Gonorrhea and chlamydia, each, can present as genital, anal, or pharyngeal. Let us assume only one at a time.
He has genital gonorrhea or genital chlamydia, transmitted by a recent evening with a woman.
Each mode disease can be transmitted by any of those three areas.
She may or may not be symptomatic.

Doctor said “oral sex.” Non genital interaction-to-genital. Exclude anal intromission of penis.

  1. She blew him
  2. He went down on her
  3. She rimmed him
  4. He rimmed her.

They had genital-to-genital sex, including anal, with a condom.
The condom may have broken.

Both set-up I and II above.

Perhaps there are stats on the likelihood of rates of transmission and condom breakage.

It is indeed difficult to try to use mathematical symbols with this editor. I apologize if I offended you by implying you were being vulgar. No offense was intended.

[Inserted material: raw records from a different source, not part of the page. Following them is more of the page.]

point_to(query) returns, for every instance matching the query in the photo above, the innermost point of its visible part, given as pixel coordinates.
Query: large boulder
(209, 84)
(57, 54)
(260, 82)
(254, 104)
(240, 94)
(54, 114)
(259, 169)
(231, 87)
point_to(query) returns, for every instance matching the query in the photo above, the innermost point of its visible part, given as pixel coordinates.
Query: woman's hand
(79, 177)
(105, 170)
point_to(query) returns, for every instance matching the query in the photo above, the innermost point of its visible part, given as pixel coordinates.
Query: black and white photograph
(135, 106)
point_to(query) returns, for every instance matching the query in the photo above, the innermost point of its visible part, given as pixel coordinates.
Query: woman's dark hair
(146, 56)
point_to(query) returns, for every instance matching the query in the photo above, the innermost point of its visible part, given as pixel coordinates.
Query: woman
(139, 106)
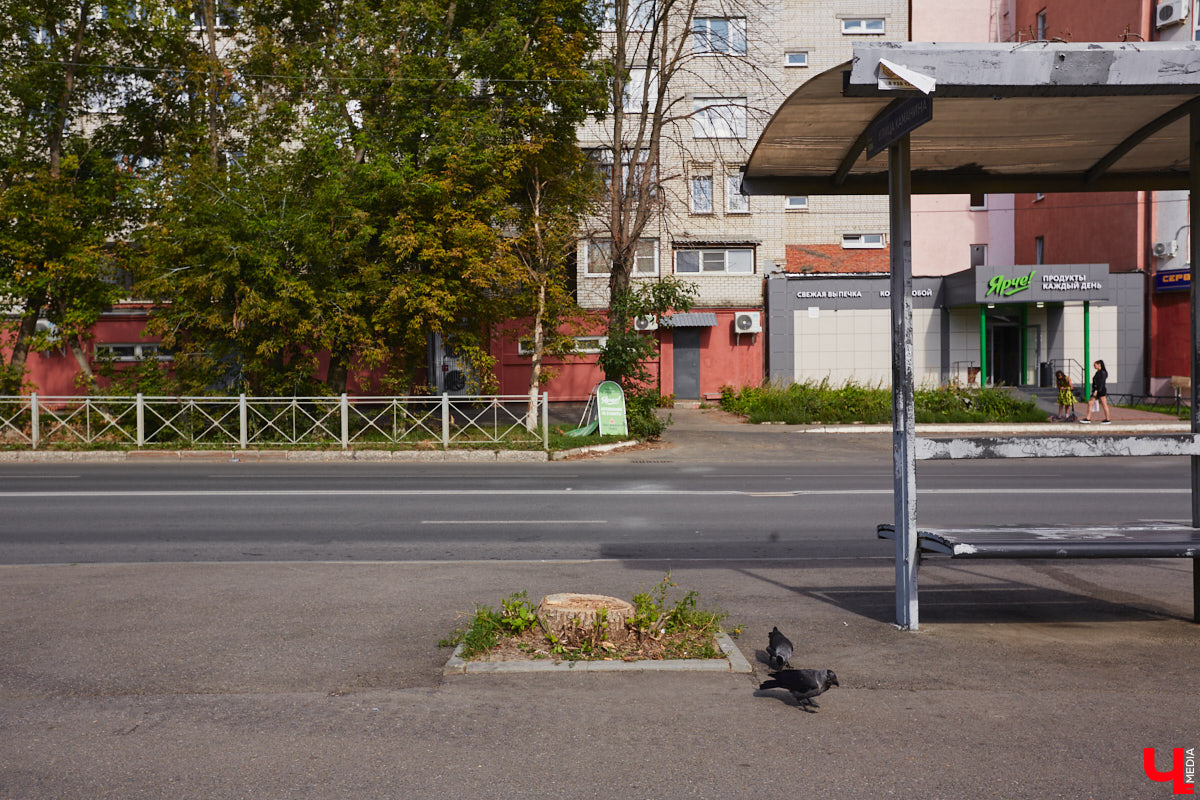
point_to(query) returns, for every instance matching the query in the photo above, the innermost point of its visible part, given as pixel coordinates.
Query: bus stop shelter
(1032, 116)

I don’t know what “escalator physics” means and so I had to use Google to look it up. But most every entry I found referred to the physics of escalators.

Did you intend something else? It would be very interesting if that term meant something other than “the physics of escalators”. I’d really like to know what that could be. But please don’t waste a lot of your time explaining it if it does indeed mean something else. I would be happy with just a link to a page that refers to it.